Greece Last in EU Social Justice

ATHENS – Wracked by austerity and beset by political instability, Greece has been hit so hard the last 5 1/2 years it ranks last among the European Union’s 28 countries on a social justice scale compiled by Germany’s Bertelsmann Foundation, which said that “the bailout package measures have aggravated existing social problems.”

The report put Greece below Romania and Bulgaria and a score of 3.61 points, far below the EU average of 5.63 points and far behind top-ranked Sweden at 7.23.

The index takes into account poverty prevention, equitable education, labor market access, social cohesion and non-discrimination, health and inter-generational justice, with Greece scoring below the 5-out-of-10 mark in every category and a particularly low 2.43 in poverty prevention.

Greeks have been put under pay cuts, tax hikes, slashed pensions and worker firings since successive governments began asking in 2010 for what turned into three bailouts of 326 billion euros ($357.86 billion) the country’s leaders said can’t be repaid even as they keep asking for more – that come with more brutal measures that created record unemployment, deep poverty and rising suicide rates.

The German non-profit foundation found that EU-wide, 27.9 percent of children and young people are threatened by poverty or social exclusion compared with 26.4 percent in 2007.

In the four countries that have been hit hardest by the crisis – Spain, Greece, Portugal and Italy – the combined rise is more than 5 percentage points, from 28.7 in 2007 to 33.8 percent, corresponding to 1.16 million children in these four countries alone.

In Greece, the percentage of the population that was found to be at risk of poverty or social exclusion rose to 36 from 34.6 percent in the 2014 index, underscoring, the report says, “the ongoing dramatic state of social affairs in the country.” It also found that the share of children and youth at risk of poverty and social exclusion has reached 36.7 percent from 35.4 percent last year. In Spain, this figure is at 35.8 percent and in Portugal 31.7 percent.

“Since the onset of the crisis, the share of those affected by severe material deprivation in (Greece) has nearly doubled and stands currently at a 21.5 percent,” the report adds, according to Kathimerini.

It noted that the rise has been particularly acute among seniors over the age of 65, where the percentage of people suffering material deprivation has risen to 15.5 from 13.7 in 2014.

On the upside, Greece still has the fourth-best score on the issue of healthy life expectancy. People in Greece can expect an average of 64.9 healthy life (or disability-free) years.

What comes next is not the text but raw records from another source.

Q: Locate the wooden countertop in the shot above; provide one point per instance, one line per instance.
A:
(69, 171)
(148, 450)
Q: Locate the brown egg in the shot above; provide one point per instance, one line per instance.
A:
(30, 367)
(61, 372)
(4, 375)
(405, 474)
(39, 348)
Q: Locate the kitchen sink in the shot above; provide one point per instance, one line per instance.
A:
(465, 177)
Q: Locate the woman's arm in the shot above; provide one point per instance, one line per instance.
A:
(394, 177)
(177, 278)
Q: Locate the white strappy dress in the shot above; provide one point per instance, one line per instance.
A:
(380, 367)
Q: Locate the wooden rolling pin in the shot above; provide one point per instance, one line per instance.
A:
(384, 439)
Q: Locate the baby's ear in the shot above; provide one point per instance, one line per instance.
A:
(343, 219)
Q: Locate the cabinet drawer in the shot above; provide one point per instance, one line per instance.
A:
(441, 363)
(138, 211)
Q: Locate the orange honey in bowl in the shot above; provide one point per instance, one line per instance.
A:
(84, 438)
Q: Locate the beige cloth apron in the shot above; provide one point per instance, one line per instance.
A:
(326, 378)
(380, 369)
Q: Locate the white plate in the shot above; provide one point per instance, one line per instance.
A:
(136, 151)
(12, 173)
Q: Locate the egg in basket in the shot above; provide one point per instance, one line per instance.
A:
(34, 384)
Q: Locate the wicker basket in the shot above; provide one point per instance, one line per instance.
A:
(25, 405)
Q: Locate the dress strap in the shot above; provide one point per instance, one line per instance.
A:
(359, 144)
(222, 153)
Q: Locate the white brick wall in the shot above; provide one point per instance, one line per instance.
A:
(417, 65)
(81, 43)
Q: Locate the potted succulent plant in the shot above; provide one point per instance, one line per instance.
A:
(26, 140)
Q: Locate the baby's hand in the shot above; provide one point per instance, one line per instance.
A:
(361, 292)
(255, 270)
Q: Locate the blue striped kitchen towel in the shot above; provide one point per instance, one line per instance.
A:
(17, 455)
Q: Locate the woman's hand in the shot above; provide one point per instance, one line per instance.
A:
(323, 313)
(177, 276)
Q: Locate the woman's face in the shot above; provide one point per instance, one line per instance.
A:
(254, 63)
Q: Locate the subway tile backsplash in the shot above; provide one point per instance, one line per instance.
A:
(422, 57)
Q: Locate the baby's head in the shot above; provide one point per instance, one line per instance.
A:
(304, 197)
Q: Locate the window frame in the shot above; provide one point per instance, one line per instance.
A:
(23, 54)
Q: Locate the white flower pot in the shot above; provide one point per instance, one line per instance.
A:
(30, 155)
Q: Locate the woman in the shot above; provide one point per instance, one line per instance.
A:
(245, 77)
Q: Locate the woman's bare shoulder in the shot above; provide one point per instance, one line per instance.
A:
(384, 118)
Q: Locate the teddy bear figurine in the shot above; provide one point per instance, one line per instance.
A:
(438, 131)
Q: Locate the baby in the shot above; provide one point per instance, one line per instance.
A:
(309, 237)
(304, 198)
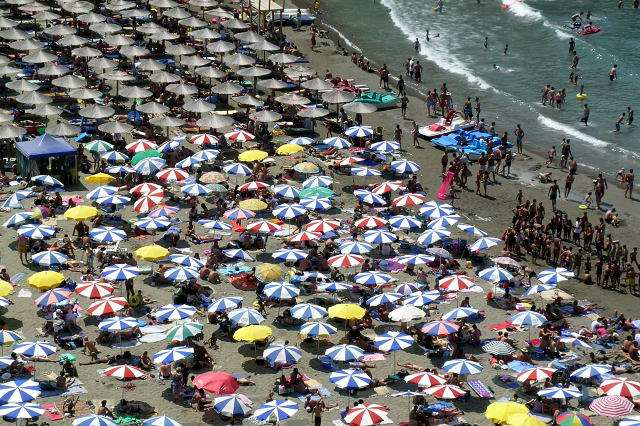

The study concludes that Greece “finds itself among the bottom five in all six dimensions that comprise this index and ranks last in three of these dimensions (labor market access, social cohesion and non-discrimination, and intergenerational justice).” It says that “the crisis has had a devastating effect on poverty and social exclusion,” adding that “the bailout package measures have aggravated existing social problems.”